I especially delight in people that can make beautiful things with their hands, like rings made from space gold and that people buy those rings from us and they stay in their family forever, across generations, from ancestor to ancestor. For some reason, I’ve also always loved selling people things. When I was 8 I would sell Garbage Pail Kids cards to kids at school whose parents wouldn’t let them buy them from the mall. A few years ago, I couldn’t figure out how I could love selling things to people but also really hate extraction, exploitation and capitalism. It didn’t make sense.
So, I had a good long think, a good long read, wrote a lot of entries in my diary and figured out that commerce can exist without capitalism. That it’s really human to want to exchange work and ideas and craft for other resources. Not everyone knows how to make a gold ring and it’s not a bad thing to want a gold ring for your wedding day. So, Siggy, Katie and I are working to transform our business so that if we grow, we expand out, not up. I’ve made that mistake before, I’ve had businesses that got too top heavy and it felt yucky.

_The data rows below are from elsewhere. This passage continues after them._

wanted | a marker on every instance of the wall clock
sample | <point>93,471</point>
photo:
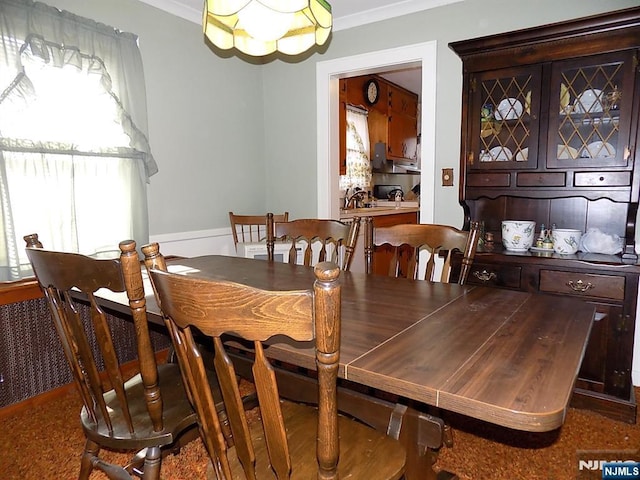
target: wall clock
<point>371,91</point>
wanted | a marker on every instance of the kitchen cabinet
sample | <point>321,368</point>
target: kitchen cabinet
<point>549,134</point>
<point>381,217</point>
<point>392,120</point>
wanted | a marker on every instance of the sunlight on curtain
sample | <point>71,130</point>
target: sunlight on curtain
<point>358,164</point>
<point>74,154</point>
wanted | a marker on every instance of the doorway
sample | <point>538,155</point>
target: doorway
<point>329,73</point>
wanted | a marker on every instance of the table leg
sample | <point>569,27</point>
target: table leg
<point>421,434</point>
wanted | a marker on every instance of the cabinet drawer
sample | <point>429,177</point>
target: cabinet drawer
<point>504,276</point>
<point>488,179</point>
<point>582,284</point>
<point>602,179</point>
<point>531,179</point>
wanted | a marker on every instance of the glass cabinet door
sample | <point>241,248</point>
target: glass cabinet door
<point>505,106</point>
<point>590,111</point>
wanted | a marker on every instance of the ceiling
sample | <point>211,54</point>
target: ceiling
<point>346,13</point>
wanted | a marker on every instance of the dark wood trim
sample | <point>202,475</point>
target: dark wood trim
<point>20,291</point>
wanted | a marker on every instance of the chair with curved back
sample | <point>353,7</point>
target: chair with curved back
<point>145,414</point>
<point>289,440</point>
<point>251,228</point>
<point>315,240</point>
<point>408,240</point>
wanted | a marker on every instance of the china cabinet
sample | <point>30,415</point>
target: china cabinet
<point>549,133</point>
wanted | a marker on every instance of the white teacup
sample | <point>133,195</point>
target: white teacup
<point>517,235</point>
<point>565,240</point>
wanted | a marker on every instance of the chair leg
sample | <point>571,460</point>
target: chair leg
<point>90,452</point>
<point>152,464</point>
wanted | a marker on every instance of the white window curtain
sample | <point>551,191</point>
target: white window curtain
<point>358,165</point>
<point>74,154</point>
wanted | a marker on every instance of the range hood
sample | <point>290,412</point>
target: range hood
<point>380,163</point>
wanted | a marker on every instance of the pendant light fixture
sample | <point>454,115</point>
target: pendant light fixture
<point>261,27</point>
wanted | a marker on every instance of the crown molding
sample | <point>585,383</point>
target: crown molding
<point>394,9</point>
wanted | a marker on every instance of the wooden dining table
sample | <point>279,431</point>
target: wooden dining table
<point>408,347</point>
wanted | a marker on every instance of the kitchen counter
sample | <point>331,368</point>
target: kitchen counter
<point>384,215</point>
<point>383,208</point>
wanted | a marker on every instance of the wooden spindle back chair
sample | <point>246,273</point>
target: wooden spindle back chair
<point>408,240</point>
<point>332,240</point>
<point>291,440</point>
<point>145,414</point>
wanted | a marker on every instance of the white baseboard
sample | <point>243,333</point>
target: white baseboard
<point>194,244</point>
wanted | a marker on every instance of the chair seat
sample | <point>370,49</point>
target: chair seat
<point>178,414</point>
<point>370,456</point>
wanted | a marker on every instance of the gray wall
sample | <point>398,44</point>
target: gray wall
<point>235,135</point>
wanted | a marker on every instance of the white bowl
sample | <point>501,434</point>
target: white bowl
<point>565,240</point>
<point>518,235</point>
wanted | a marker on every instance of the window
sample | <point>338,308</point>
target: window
<point>358,165</point>
<point>74,154</point>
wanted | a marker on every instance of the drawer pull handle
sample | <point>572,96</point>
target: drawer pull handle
<point>580,286</point>
<point>484,276</point>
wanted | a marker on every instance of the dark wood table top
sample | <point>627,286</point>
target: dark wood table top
<point>506,357</point>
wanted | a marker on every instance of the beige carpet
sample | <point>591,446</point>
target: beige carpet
<point>45,441</point>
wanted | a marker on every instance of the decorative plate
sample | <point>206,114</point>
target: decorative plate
<point>522,155</point>
<point>588,101</point>
<point>565,98</point>
<point>508,109</point>
<point>500,154</point>
<point>565,152</point>
<point>598,150</point>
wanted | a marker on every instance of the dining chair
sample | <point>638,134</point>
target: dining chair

In this second half of my life, I’d like to build bridges away from the systems that are failing us and towards what could come next.
Like the gold from space, Katie is new to our workshop home, but you could easily assume she’s a naturally occurring element. Katie is art embodied, trained as a visual artist with a focus on jewellery and object as well as a practicing occupational therapist. She sees Good Gold as a connecting force, the rings connect the couple that wears them to each other as well as to our workshop and craft. Her role is to connect us to a wider world of creatives-photographers, wedding dress designers, florists, perfume makers, chefs and bakers.
Katie joined our business at a crossroad, for us personally as well as the wider world. We had a decision to make, carry on as a business by investing in AI content creation, to feed ads and money into digital platforms like Meta and Google, stop all together, or figure out a new way. We decided to turn towards art, analogue life, human connections, physical forms and old school storytelling and collaboration.
Katie has brought so much wisdom, light and energy to our workshop in the last few months. She’s transforming our work from both an occuapational therapy standpoint, making our setting feel supportive and transforming the visual language of our brand to reflect our values and wishes. We can’t wait to see where we all go together. We know it will involve, bonfires, water, stardust, moon gazing, books and conversations that start very mushy and end up feeling like we have a sturdier grip on reality.